Pewien chłop przyszedł sprzedać cielną krowę i nie znalazł obory, gdzie by ją mógł umieścić na noc. Karczmarz powiedział mu, że może trzymać ją pod podcieniem, przywiązaną do wozu drugiego chłopa. W nocy krowa urodziła cielę i rano właściciel przychodzi uradowany po dwoje swoich bydląt. Ale wyskakuje właściciel wozu i zaczyna gardłować:
- Krowa, zgoda, jest twoja, ale cielę zostaw, bo jest moje!
- Jak to: twoje? Skoro urodziła je w nocy moja krowa?
- To co z tego? - odpowiada tamten. - Krowa była uwiązana do wozu, wóz jest mój i cielę należy do właściciela wozu.
Powstała stąd nie kończąca się kłótnia; od słów do czynów droga niedaleka: złapali kłonice i dalejże walić się na oślep. Na hałas zbiegli się ludzie, przylecieli strażnicy miejscy, rozdzielili obydwóch i poprowadzili niezwłocznie przed sąd królewski. Trzeba wam wiedzieć, że w mieście królewskim był niegdyś zwyczaj, że w sądzie wypowiadała swoje zdanie także Królowa. Ale teraz, za królowej Katarzyny, tak się trafiało, że za każdym razem, kiedy Król wydawał wyrok, ona była zawsze przeciwna i Król szybko to sobie uprzykrzył. I powiedział jej:
- Ostrzegałem cię, byś się nie wtrącała do spraw państwowych! Nie będziesz więcej zasiadać w sądzie.
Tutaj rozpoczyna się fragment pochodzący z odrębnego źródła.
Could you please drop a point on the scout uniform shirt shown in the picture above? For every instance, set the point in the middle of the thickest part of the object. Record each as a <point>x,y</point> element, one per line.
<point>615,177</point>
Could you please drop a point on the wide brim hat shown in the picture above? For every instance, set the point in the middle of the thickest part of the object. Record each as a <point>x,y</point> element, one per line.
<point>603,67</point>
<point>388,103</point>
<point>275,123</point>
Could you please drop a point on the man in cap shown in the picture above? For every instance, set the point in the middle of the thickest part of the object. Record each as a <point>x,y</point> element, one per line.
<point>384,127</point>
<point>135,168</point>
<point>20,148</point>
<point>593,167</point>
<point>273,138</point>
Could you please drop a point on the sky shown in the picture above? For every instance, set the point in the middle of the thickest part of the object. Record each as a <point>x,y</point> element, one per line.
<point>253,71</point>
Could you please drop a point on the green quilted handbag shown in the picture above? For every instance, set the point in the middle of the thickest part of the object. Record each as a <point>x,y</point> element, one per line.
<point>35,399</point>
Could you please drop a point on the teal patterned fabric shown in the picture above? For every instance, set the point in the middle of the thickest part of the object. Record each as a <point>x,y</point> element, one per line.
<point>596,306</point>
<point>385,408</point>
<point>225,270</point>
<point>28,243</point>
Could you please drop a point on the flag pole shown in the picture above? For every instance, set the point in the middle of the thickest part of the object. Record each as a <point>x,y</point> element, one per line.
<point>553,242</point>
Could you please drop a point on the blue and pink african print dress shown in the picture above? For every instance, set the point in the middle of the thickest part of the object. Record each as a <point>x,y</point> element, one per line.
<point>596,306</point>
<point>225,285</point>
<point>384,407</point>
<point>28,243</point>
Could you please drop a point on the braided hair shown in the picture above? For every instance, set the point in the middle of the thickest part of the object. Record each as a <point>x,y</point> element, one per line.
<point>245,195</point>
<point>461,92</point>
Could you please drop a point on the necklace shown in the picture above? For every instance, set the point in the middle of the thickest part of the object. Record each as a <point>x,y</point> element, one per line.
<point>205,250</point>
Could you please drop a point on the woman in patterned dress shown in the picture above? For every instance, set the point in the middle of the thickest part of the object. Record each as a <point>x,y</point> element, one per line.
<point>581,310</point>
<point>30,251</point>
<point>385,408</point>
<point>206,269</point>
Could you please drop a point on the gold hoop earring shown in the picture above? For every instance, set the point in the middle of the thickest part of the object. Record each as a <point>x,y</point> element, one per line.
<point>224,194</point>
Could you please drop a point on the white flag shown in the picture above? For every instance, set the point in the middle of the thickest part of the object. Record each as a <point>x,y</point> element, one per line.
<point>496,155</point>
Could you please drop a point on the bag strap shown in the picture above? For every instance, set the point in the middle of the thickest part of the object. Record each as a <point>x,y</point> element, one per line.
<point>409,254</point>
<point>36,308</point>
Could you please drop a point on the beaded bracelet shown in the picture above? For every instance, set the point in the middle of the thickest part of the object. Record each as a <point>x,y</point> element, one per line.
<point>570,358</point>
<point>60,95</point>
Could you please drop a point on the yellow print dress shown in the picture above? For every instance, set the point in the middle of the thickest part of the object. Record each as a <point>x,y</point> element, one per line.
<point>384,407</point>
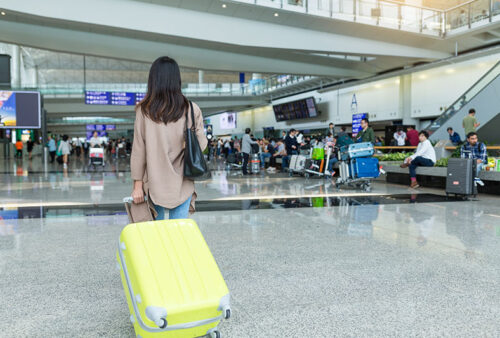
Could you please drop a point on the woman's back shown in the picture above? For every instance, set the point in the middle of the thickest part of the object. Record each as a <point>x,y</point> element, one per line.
<point>157,160</point>
<point>158,157</point>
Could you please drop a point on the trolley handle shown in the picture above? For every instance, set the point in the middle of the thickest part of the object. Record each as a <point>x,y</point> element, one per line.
<point>129,199</point>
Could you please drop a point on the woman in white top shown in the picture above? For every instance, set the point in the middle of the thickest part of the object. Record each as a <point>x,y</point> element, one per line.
<point>65,150</point>
<point>425,156</point>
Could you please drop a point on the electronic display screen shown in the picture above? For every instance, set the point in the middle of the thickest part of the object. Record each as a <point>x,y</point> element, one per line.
<point>300,109</point>
<point>356,123</point>
<point>20,109</point>
<point>227,121</point>
<point>113,98</point>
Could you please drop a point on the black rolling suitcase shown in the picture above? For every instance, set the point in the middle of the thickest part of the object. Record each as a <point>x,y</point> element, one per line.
<point>460,177</point>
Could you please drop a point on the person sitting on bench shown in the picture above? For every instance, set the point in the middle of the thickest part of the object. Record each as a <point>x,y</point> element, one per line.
<point>477,151</point>
<point>425,156</point>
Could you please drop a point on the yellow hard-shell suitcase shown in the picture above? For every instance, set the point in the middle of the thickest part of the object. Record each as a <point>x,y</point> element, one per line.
<point>173,285</point>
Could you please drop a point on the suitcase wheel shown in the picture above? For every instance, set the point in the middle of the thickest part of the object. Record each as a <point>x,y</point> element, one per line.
<point>164,323</point>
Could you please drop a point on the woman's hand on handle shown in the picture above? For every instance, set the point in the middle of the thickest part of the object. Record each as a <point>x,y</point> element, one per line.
<point>138,192</point>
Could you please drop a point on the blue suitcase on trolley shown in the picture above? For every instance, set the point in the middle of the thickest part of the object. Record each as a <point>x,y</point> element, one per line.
<point>356,150</point>
<point>364,167</point>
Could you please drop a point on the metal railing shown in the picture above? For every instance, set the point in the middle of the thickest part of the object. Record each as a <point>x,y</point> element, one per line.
<point>476,88</point>
<point>393,14</point>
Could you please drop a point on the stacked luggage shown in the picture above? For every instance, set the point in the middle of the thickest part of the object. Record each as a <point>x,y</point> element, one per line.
<point>172,283</point>
<point>357,165</point>
<point>460,177</point>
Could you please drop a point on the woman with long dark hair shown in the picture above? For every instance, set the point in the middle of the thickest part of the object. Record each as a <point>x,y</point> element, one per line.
<point>157,159</point>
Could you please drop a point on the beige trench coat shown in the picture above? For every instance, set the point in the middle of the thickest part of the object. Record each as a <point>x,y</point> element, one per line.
<point>158,158</point>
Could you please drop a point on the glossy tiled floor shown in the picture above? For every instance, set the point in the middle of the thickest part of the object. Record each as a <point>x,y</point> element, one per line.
<point>363,267</point>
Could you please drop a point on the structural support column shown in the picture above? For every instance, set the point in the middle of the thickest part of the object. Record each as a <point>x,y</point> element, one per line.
<point>16,67</point>
<point>201,76</point>
<point>405,101</point>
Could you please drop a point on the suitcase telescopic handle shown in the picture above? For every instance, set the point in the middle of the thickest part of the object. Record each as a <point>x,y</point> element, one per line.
<point>129,199</point>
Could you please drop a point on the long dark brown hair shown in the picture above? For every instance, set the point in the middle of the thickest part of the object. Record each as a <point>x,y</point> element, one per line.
<point>164,101</point>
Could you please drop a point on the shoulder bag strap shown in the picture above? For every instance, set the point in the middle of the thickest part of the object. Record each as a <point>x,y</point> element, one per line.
<point>193,127</point>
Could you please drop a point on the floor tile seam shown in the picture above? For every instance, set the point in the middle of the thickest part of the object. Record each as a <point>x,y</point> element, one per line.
<point>414,237</point>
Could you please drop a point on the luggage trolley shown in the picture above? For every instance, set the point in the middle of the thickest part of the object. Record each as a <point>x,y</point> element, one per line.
<point>357,167</point>
<point>317,165</point>
<point>96,157</point>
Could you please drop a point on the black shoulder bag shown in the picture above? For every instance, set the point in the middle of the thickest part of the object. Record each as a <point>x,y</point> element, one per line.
<point>194,160</point>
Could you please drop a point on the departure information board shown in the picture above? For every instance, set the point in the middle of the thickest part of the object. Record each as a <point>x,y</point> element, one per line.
<point>113,98</point>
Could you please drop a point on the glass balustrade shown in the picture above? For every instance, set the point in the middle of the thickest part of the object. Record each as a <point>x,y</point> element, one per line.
<point>491,75</point>
<point>394,14</point>
<point>254,87</point>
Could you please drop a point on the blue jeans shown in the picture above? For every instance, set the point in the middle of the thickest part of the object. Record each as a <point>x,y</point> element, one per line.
<point>263,157</point>
<point>419,161</point>
<point>332,161</point>
<point>285,162</point>
<point>179,212</point>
I tak też odtąd było, chłopi stanęli więc przed samym Królem.
Wysłuchawszy racji jednego i drugiego, Król orzekł:
- Cielę należy do wozu.
Właściciel krowy nie mógł pogodzić się z tak niesprawiedliwym wyrokiem, ale nie było sposobu, by się sprzeciwić: Król powiedział, że on tu rozkazuje i że jego słowo jest święte dla wszystkich. Karczmarz, widząc, że chłop jest taki strapiony, poradził mu, żeby udał się do Królowej, która znajdzie może jakąś radę.
Chłop poszedł do pałacu królewskiego, zbliżył się do lokaja i spytał:
- Możesz mi powiedzieć, czy dałoby się rzec kilka słów Królowej?
- To niemożliwe - odrzekł lokaj - bo Król zakazał jej dawać posłuchania.
Chłop zaczął wtedy krążyć wokół ogrodowego muru. Zobaczył Królową, przeskoczył przez mur i wybuchnął przed nią łkaniem, opowiadając o niesprawiedliwości, jakiej doznał od jej małżonka.
Królowa rzekła:
- Moja rada jest taka. Jutro Król jedzie na polowanie za miasto. Jest tam jezioro, które w tej porze roku jest suche, bez kropli wody. Zrobisz tak: przytroczysz sobie do pasa wydrążoną dynię rybacką, w ręce będziesz trzymał sieć i poruszał nią tak, jak gdybyś łowił. Król, zobaczywszy, że łowisz ryby w wyschłym jeziorze, najpierw się roześmieje, a potem spyta cię, dlaczego łowisz ryby tam, gdzie nie ma wody. Wtedy mu odpowiesz: „Najjaśniejszy panie, jeśli mogło się zdarzyć, że wóz urodził cielę, to może się także przytrafić, że złowię rybę w wyschłym jeziorze".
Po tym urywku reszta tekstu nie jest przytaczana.